日野:『PRAYLIST』ということで祈りをテーマにしているので、結構しっとりした曲が多いですから、単調になってしまうのではないかという心配が当初はあったのですが、やってみてお客様に僕たちの思いが届く構成になったかなと感じました。
宮原:ファンクラブイベントや配信コンサートはやっていたのですが、やはりこのツアーで同じ会場でお客様と一緒にコンサートができるということが本当に尊いなと感じました。
佐賀:僕たちは今年結成12周年を迎えたのですが、このコロナ禍に直面した中で、この業界に身をおく全ての人たちがしているのと同様に、どんな構成にして、どうお客様に投げかけていけば、思いをお伝えすることができるのか?を考えながら一から作っていきました。現実としてかなりの制約があるのですが、その中でクラシックをベースにしたエンターテインメントという自分たちのカラーが出せたステージになったのではないかと思います。
佐賀龍彦
やっぱりお客様も会場に足を運んで下さることに、今までとは全く違うハードルがあったと思うんです。ご家族に反対された方もいらっしゃるでしょう。ご自分のことだけではなく、他の誰かにも伝染したくないという思いが混在している中で、尚会場にいらして下さった方々に、やっぱり音楽っていいな、生のステージはいいなと思ってもらえる時間にしたいと思いました。
佐藤:今回はコーナーでつないでいく進行をしていて。LE VELVETS の歴史で言いますと、何年か前まではこういうエンターテインメントなステージをよくお伝えしていたのですが、そこから近年はクラシカルクロスオーバーの世界に的を絞っていた時期があって。ですからコンサートツアーでコーナーを作っていくというのがちょっと久しぶりだったので、これは正直どう出るかな?という不安もあったのですが、実際にやってみてやはり良いな!と。色々な音楽を楽しんでもらえる。それは本当に僕たちにしかできないことだなと感じたので、制約の中でアイディアを出し合って僕たちなりに皆様に楽しんでもらえる、僕たちが持っていたものの中のゴールデンロードに立ち返った部分があって、そこに手応えを感じています。

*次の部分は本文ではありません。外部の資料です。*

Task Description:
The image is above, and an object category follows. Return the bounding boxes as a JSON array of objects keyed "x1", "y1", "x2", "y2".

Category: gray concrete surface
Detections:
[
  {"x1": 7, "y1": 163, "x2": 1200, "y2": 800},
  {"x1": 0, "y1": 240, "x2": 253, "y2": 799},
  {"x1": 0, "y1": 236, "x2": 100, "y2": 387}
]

LE VELVETS CONCERT TOUR 2020『PRAYLIST』
──皆さんのソロコーナーなどは、もっと長く聴きたい!と思いました!
佐藤:嬉しいです。コンサートツアーでソロを歌うというのも、久しぶりでしたし、特に、一部、二部両方にソロコーナーを入れるのは初めてなんです。と言うのも最近メンバーそれぞれが個々ミュージカルの舞台に出ることも多かったので、ソロ活動は銘々やっているから、VELVESでは皆で歌うシーンをたくさん増やそうよ!と思っていたのですが、今年はこのコロナ禍で様々な舞台が中止になったり、縮小されたりしましたし、そうした枠組も一度取り払ってソロも入れた見せ方をしていったのが良かったなと思っていました。
佐賀:最初はボリュームが薄くなるんじゃないかと心配したくらいだったのに、結果としては曲を絞らないとダメだというくらい盛りだくさんになりましたね。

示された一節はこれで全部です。